By: Zach Newsom
Damian Radcliffe’s presentation on social media use in the Middle East caused me to reflect on my own experience living abroad in Japan and how social media use there differs from social media use in the United States. Because I was volunteering as a missionary while I was there, my own use of social media and even my exposure to social media was very limited.
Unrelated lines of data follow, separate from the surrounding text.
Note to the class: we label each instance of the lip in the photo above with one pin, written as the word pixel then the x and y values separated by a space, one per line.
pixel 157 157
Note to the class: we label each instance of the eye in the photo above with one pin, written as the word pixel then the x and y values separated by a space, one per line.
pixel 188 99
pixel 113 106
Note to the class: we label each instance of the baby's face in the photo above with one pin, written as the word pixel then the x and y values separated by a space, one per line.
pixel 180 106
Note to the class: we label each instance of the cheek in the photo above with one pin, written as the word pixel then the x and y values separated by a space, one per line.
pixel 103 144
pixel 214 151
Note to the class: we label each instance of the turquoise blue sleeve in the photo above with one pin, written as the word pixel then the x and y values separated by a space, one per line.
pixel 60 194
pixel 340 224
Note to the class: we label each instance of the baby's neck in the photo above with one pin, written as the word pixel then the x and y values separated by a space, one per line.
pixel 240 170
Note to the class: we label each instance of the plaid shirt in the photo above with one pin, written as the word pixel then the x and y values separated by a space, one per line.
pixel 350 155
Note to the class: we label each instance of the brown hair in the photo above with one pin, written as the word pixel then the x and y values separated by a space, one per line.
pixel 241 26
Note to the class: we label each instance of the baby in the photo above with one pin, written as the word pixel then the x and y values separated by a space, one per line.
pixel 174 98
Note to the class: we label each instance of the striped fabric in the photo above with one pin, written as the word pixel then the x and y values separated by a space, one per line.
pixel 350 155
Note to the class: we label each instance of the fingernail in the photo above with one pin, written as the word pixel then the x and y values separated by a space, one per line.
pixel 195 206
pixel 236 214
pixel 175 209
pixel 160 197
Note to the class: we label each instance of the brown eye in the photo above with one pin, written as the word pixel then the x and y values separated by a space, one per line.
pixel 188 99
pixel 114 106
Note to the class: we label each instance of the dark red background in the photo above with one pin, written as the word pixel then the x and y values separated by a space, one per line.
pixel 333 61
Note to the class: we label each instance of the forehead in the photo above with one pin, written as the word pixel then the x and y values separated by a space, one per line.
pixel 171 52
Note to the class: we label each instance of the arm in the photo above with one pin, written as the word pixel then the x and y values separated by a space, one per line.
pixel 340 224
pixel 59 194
I am friends with many of the people I met there on Facebook and Instagram (especially the younger crowd for Instagram) now and am familiar with the platform LINE, but I was surprised to discover that Twitter is actually the most popular of the major global platforms in Japan, with 64% of the population logging in at least once in 2018. Interestingly, I am not connected with any of my Japanese friends on Twitter.
While LINE has many of the same features as the major global social media platforms, the primary use in Japan is as a messenger app used to send individual or group messages (very similar to WhatsApp), so despite the platform’s over 80 million monthly users, compared to Twitter’s 45 million, the lack of posting makes it slightly different than “traditional” social media.
However, the lack of posting seems to me to be a cultural phenomenon that crosses all social media platforms as many of my Japanese friends rarely post on their accounts, although they often like or react to my own posts. Perhaps this is linked to the tendency to place society over the expression of self in Japanese culture, whereas Americans tend to be far more individualistic (even narcissistic?). These differences in culture are a good reminder that just being on a social platform in a country is not enough for a business–they must understand how to be effective on social for that specific audience.